ItsMeAndMyPuppyNow Sun 18-Sep-11 20:22:14


what happened to my -ers?

Flowerista Sun 18-Sep-11 20:27:15

I may be a bit dim, but if the dog is muzzled what could it do even if it did break free.

SnapesOnAPlane Sun 18-Sep-11 20:28:04

I don't understand, did the dog break free from the woman? Your 20:20 post wasn't v clear on it, can you clarify?

Vallhala Sun 18-Sep-11 20:35:24

Ooh er! Found one! grin

But seriously now, and honestly? None of us can answer that question without knowing the dog concerned. To put your mind at rest and contrary to what you will hear on here from time to time, there is no proven correlation between dog aggression and human aggression in canines. Of course that's NOT to say that a dog can't be both but that they do not necessarily go hand in hand.

Some dogs are fine with people but just don't like other dogs. Some, as has been said above, are just fearful and won't go on the attack if unleashed but will nonetheless react aggressively and/or defensively to another dog in his face.

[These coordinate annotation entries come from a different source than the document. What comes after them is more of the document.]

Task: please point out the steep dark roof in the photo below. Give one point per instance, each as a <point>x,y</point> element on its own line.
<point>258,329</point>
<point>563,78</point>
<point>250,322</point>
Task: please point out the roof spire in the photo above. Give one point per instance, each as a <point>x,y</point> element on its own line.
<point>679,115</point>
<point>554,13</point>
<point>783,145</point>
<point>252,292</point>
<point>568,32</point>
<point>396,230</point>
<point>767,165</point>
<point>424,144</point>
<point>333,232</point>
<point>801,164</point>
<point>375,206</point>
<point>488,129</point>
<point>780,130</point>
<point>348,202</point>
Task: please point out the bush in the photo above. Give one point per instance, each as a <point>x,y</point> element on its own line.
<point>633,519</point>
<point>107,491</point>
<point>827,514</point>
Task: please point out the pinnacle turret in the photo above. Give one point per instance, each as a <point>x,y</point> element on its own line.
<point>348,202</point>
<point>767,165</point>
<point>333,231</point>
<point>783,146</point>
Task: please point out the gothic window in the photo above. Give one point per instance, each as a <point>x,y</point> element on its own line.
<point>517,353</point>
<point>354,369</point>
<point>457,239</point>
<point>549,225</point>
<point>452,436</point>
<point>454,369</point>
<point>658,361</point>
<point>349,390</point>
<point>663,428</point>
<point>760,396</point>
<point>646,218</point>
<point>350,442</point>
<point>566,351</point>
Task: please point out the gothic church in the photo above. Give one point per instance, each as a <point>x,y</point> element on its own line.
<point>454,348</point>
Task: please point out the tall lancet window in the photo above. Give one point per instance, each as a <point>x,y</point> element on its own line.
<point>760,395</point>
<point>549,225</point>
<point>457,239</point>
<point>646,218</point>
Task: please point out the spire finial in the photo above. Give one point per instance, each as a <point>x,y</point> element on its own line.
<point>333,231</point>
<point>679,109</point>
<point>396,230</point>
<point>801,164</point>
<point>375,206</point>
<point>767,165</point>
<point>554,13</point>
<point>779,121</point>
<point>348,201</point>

The owner is doing the right thing, not only is the dog leashed he's muzzled, so if he did slip her grip, there is little he could do unless he was of a type to tear a muzzle off and then go on the attack. at least that would give the owner and other owner time to act, I don't know what more you can ask of the owner tbh, except a little more calm on her part, though I can see where Dooin's coming from and there have been times, not with other dogs, but with children running up to one of my 3, who's not keen on those apart from our own, where I too have wanted to react as the owner did! blush

ItsMeAndMyPuppyNow Sun 18-Sep-11 20:35:53

Snapes no the dog did not break free on this occasion. I have just been told that she does break free, by other dog-walkers, on several occasions in the 5 months that I have been walking my puppy in this park. And now by the owner herself.

How often this might happen I really don't know. The only other piece of info I have is that the dog is only fully under control when walked by the woman's husband.

I have therefore been making sure my puppy steers clear of this dog successfully for 5 months (recall had always worked before!). Today, for whatever reason (adolescence? hi-jinx?) recall did not work.